Note: Both crop insurance and disaster payments must be treated the same way if received in the same taxable year. Neither need be deferred, even though the taxpayer is eligible, and both can be deferred if the taxpayer elects. But it is not possible to defer one and not the other if received in the same taxable year. Of course, if received in different taxable years, the payments can be treated differently.
In this case, two related family farming partnerships and their partners were not allowed to defer reporting federal crop insurance proceeds associated with the loss of a sugar beet crop until the year following receipt. The partnerships had a history of reporting the income from the crops not on the basis of when the partnerships sold the crops, receive the proceeds, or realize the income from the crops, but rather on the basis of a formula that resulted in 65 percent of the income realized from the sale of the crops in the year of harvest and 35 percent in the year after harvest.
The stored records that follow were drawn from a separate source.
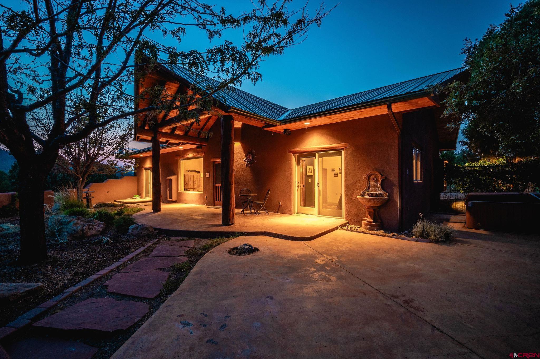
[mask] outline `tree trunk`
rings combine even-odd
[[[152,138],[152,212],[161,210],[161,179],[159,170],[161,147],[158,133]]]
[[[47,258],[43,215],[43,192],[48,172],[29,163],[19,163],[20,260],[29,264]]]
[[[221,117],[221,224],[234,224],[234,126],[233,117]]]

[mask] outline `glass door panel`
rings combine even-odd
[[[317,153],[318,214],[343,217],[343,152]]]
[[[296,157],[296,212],[316,214],[315,207],[315,155],[299,154]]]
[[[152,168],[144,169],[144,196],[152,198]]]

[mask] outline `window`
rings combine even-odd
[[[413,147],[413,181],[422,181],[422,152]]]
[[[180,160],[180,190],[202,192],[202,158]]]

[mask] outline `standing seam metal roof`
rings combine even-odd
[[[178,65],[165,64],[188,83],[195,84],[204,89],[214,87],[219,84],[215,79],[197,73]],[[374,101],[382,101],[398,96],[421,93],[430,87],[443,83],[465,71],[465,68],[449,70],[413,79],[393,85],[387,85],[352,95],[347,95],[312,104],[289,109],[259,96],[252,95],[233,86],[218,91],[214,97],[227,106],[231,106],[252,114],[278,121],[292,120],[330,110],[361,105]]]

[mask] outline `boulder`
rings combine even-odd
[[[74,240],[101,233],[105,223],[92,218],[63,214],[49,217],[49,230],[62,240]]]
[[[154,227],[150,224],[133,224],[127,231],[127,234],[131,236],[146,236],[153,233]]]
[[[0,283],[0,303],[13,301],[42,290],[41,283]]]
[[[249,243],[244,243],[238,246],[238,250],[242,253],[253,253],[255,248]]]

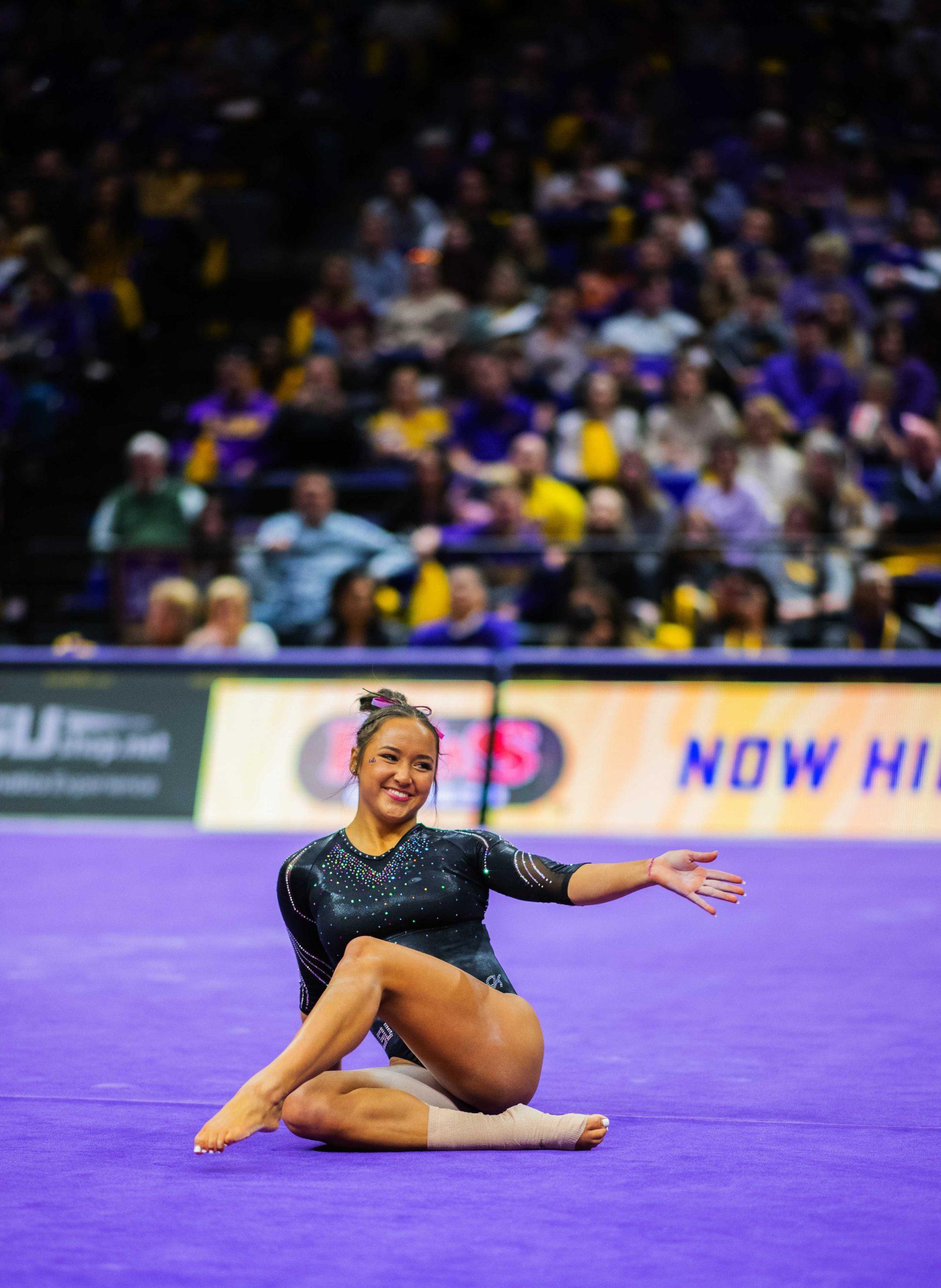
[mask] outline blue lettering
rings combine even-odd
[[[730,787],[740,792],[753,792],[756,787],[761,787],[770,748],[771,743],[767,738],[740,738],[735,748],[735,760],[732,761],[732,772],[729,778]],[[754,760],[750,775],[745,777],[744,766],[749,752],[754,752]]]
[[[801,775],[806,773],[811,790],[816,791],[826,777],[826,770],[830,768],[830,761],[837,753],[837,747],[839,747],[839,738],[830,738],[826,748],[820,748],[820,751],[817,751],[814,738],[805,747],[799,747],[790,738],[785,738],[784,786],[793,787],[796,783],[799,784]]]
[[[690,779],[698,774],[703,781],[703,787],[712,787],[716,782],[716,770],[722,756],[725,742],[717,738],[712,750],[703,748],[699,738],[690,738],[686,744],[686,756],[680,770],[680,786],[689,787]]]
[[[888,778],[888,790],[893,792],[899,786],[899,778],[902,772],[902,760],[905,759],[905,738],[900,738],[896,742],[895,755],[886,757],[882,755],[882,742],[879,738],[873,738],[869,744],[869,760],[866,761],[866,769],[862,774],[862,791],[869,792],[873,790],[873,779],[877,774],[886,774]]]
[[[929,742],[927,738],[922,738],[918,744],[918,755],[915,756],[915,768],[911,770],[911,791],[917,792],[922,786],[922,778],[924,777],[924,765],[928,760],[928,747]]]

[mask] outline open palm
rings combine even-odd
[[[667,850],[659,854],[650,863],[650,878],[664,890],[680,894],[690,903],[698,904],[707,912],[716,916],[716,909],[709,899],[723,899],[726,903],[738,903],[744,899],[744,880],[736,877],[734,872],[718,872],[716,868],[705,868],[700,864],[714,863],[717,850]]]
The 2001 sugar beet crops were destroyed and the partnerships reported the full amount of crop insurance proceeds received in 2001 on their 2002 returns along with elections made under I.R.C. §451(d) to defer the crop insurance proceeds. IRS disallowed the deferral on the basis that the partnerships did not have a history of deferring a substantial portion of the crop income, and assessed penalties.
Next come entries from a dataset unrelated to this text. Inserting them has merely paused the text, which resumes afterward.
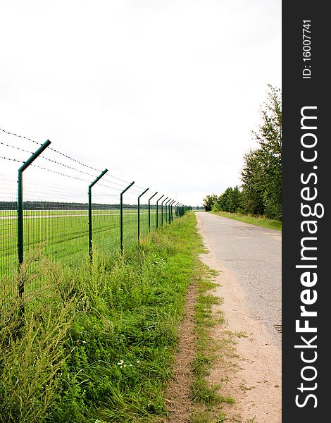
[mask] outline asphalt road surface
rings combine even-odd
[[[281,346],[282,233],[238,221],[196,213],[216,258],[236,276],[251,317]]]

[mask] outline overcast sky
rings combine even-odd
[[[0,39],[0,128],[192,205],[281,87],[280,0],[1,0]]]

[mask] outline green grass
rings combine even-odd
[[[0,280],[1,276],[11,279],[17,266],[16,216],[17,213],[13,210],[0,211]],[[24,216],[25,257],[38,250],[53,260],[73,265],[87,257],[87,210],[25,210]],[[95,209],[92,216],[92,239],[96,249],[107,254],[118,252],[120,249],[119,211]],[[151,210],[151,230],[156,228],[156,216],[155,210]],[[161,225],[161,213],[158,213],[158,220]],[[148,212],[142,209],[140,212],[141,236],[146,236],[148,231]],[[137,240],[137,210],[125,209],[124,248],[131,247]]]
[[[240,221],[241,222],[245,222],[246,223],[251,223],[251,225],[256,225],[257,226],[263,226],[263,228],[282,231],[282,222],[280,221],[273,220],[263,216],[255,217],[246,214],[237,214],[237,213],[228,213],[227,212],[211,212],[211,213],[213,214],[216,214],[217,216],[222,216],[223,217],[227,217],[227,219],[232,219],[234,220]]]
[[[188,214],[93,264],[39,259],[23,321],[19,298],[0,298],[0,422],[164,421],[195,226]]]

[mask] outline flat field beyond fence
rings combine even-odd
[[[123,245],[137,240],[137,209],[123,210]],[[151,210],[151,230],[156,228],[156,212]],[[168,216],[167,216],[168,217]],[[161,214],[158,213],[159,224]],[[163,216],[163,224],[166,216]],[[120,250],[120,210],[92,211],[93,246],[105,254]],[[67,264],[77,264],[89,257],[87,209],[24,211],[25,258],[35,254]],[[149,231],[148,211],[140,210],[140,235]],[[11,283],[18,268],[18,221],[15,210],[0,211],[0,266],[1,288]],[[7,286],[7,288],[9,288]],[[8,291],[7,289],[5,289]]]

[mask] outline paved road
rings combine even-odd
[[[209,213],[196,215],[216,258],[242,288],[251,316],[266,324],[280,347],[281,232]]]

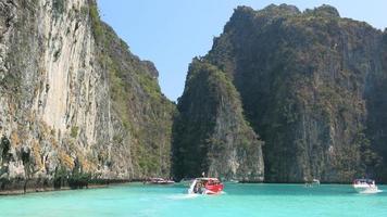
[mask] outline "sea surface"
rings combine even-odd
[[[189,195],[183,184],[128,183],[103,189],[0,196],[1,217],[361,216],[387,217],[387,186],[376,194],[351,186],[225,183],[221,195]]]

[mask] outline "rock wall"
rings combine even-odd
[[[217,67],[195,59],[174,123],[173,173],[261,182],[263,142],[245,120],[239,93]]]
[[[235,10],[204,60],[233,81],[265,142],[265,181],[387,181],[382,39],[329,5]]]

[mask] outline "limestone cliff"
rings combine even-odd
[[[217,67],[195,59],[174,123],[173,173],[263,181],[262,144],[245,120],[239,93]]]
[[[387,181],[383,38],[380,30],[341,18],[329,5],[304,12],[287,4],[235,10],[202,61],[233,82],[244,110],[237,113],[246,115],[265,142],[265,181],[350,182],[363,176]],[[178,103],[190,127],[178,136],[184,153],[184,146],[202,145],[217,123],[210,117],[227,106],[216,106],[212,89],[196,87],[190,79]],[[195,114],[212,126],[201,127]],[[198,130],[202,133],[196,135]],[[222,130],[227,138],[230,128]],[[196,144],[185,139],[190,136]],[[200,156],[205,154],[195,153],[191,161],[202,165]]]
[[[174,105],[91,0],[0,1],[1,190],[168,176]]]
[[[367,130],[385,128],[380,48],[380,30],[329,5],[236,9],[205,60],[233,80],[265,141],[266,181],[380,178],[385,142]]]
The court noted that the stated legislative purpose for the deferral set forth in the statute was to avoid the hardship of farmers' having to pay income tax on two years' worth of income relating to their crops. This distortion occurs, for example, when cash method farmers who normally report income from the sale of their crops in the year following crop production, also receive crop insurance proceeds in that same year. Thus, the farmer would normally have included the proceeds from the sale of the prior year's crop in income, and without the deferral, the farmer would also have to include the insurance proceeds covering the current year's destroyed crop.
As indicated above, limited guidance on this treatment is contained in Treas. Reg. §1.451-6 and Rev. Rul. 74-145, 1974-1 C.B. 113. Rev. Rul. 74-145 involved a situation where the taxpayer had a history of deferring more than 50 percent of crop income to the following year. IRS ruled that constituted a “substantial portion” of the taxpayer’s crop income, and allowed deferral of all of the crop insurance proceeds for the destroyed crop. The court noted that the legislative history behind the statute illustrated the Congressional intent that the statute apply only in those situations where farmers do not receive anyincome from current year crops until sale in the following year. But, the court noted that IRS had interpreted the statute more liberally to allow deferral in those situations where the taxpayer had a history of deferring a substantial portion of the crop. Here, the court reasoned that taxpayers’ history of deferring only 35 percent of the crop income was not substantial enough to support the deferral of all the crop insurance proceeds received. To have held otherwise, the court reasoned would have further distorted the income reported for the two years at issue.
But, in light of the ambiguity of the statute and the prior IRS interpretation of the statute, the court held that the taxpayers acted with reasonable cause and in good faith in deferring all of the crop insurance proceeds to 2002. As such, the taxpayers were not liable for the accuracy-related penalty under I.R.C. §6664(c)(1). Nelson, et al. v. Com’r., 130 T.C. No. 5 (2008).